Say hello to L'arietta, Singapore's newest opera company. L'arietta, which means “little song” in Italian, was formed by local tenor Reuben Lai and Japanese soprano Akiko Otao to promote the niche genre of chamber opera. Both profess that opera is relevant to today's cultures and mores even in its most diminutive form, far removed from the grand spectacles of Wagner and Verdi. Its debut production showcased three such mini-operas in a single sitting, each refreshingly different and moving in their own way.

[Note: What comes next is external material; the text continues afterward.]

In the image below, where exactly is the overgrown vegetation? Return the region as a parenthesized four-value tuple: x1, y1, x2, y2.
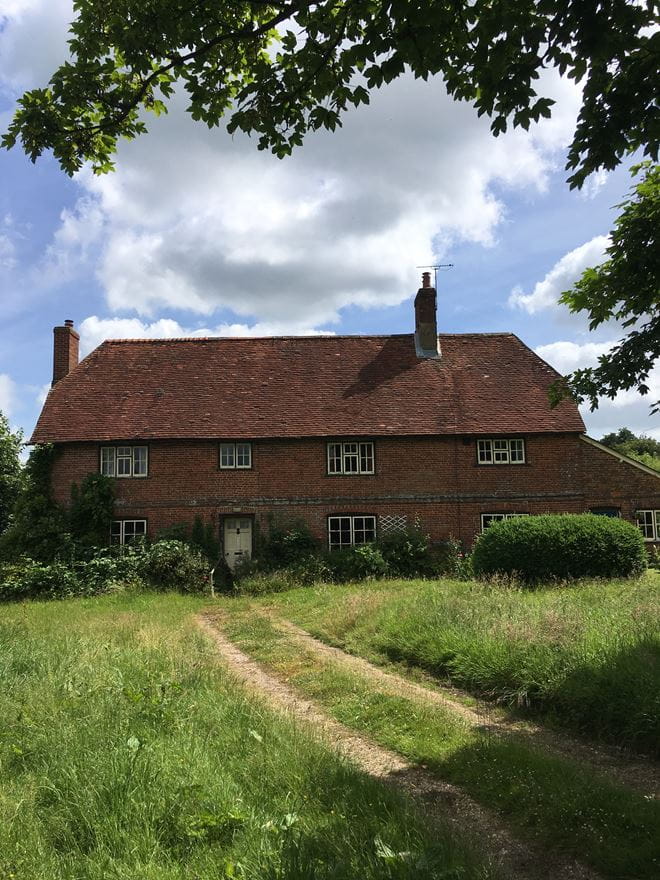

British composer Joseph Horovitz's The Gentleman's Island was a dark comedy about two stuffy Englishmen stranded on a desert island. They are initially distant because they have not been previously introduced, but readily bond when they know of a mutual friend Robinson. Jameson Soh's eloquent and effective stage direction had the gentleman marooned on separate wooden blocks but joined by a physical and metaphorical umbilical cord.

Tenor Lai and baritone Brent Allcock were excellent in their characterisations of self-consciousness and overriding pride. Their clear dulcet tones meant that the audience could catch their every single word and nuance. Even when rescue arrives in the form of Robinson, they reject him because he comes in a convict ship. The folly of death by pride is their ultimate comeuppance.

The second opera was Singaporean Chen Zhangyi's Window Shopping, about diametrically opposing reactions of two women when they enter a high-end shoe shop. Mezzo-soprano Angela Hodgins' older lady sings of regret and soured memories while soprano Otao's young waif is ecstatic on the choice of heels available to her.

Chen's score cleverly used a ground bass, which represented plodding footsteps people make when they go shopping, also symbolic of the trudges in life itself. While Hodgins' part was elegiac, Otao's was whimsical and jazzy. Ultimately both come to the realisation that life was not about acquiring assets (such as new shoes replacing old ones) but how to look after them.

The final opera brought back all four singers in Samuel Barber's A Hand of Bridge. What lurks in the minds of those who pit their wits in a game of small stakes? The scenario of failed marriages and dysfunctional characters revealing their innermost desires and fears were neatly encapsulated in four ariettas.

Angela longs for a hat of peacock feathers, while Reuben lusts after an extramarital affair. Akiko frets on her mother's frail health, and Brent craves for power and riches. Such is the flawed fabric and tapestry of life, where each individual has to come to terms with his or her own foibles and realities.

Accompanying this production was young pianist Wayne Teo, who more than coped with the disparate styles and complexities thrown at him. That the filled-to-capacity audience, with many children in attendance, sat in quiet and rapt attention throughout was ample testimony to the performers.

Clock watchers might like to note the durations of each opera: 28 minutes (Horovitz) + 21 minutes (Chen) + 10 minutes (Barber) = 59 minutes. Three operas in one hour? Mission accomplished.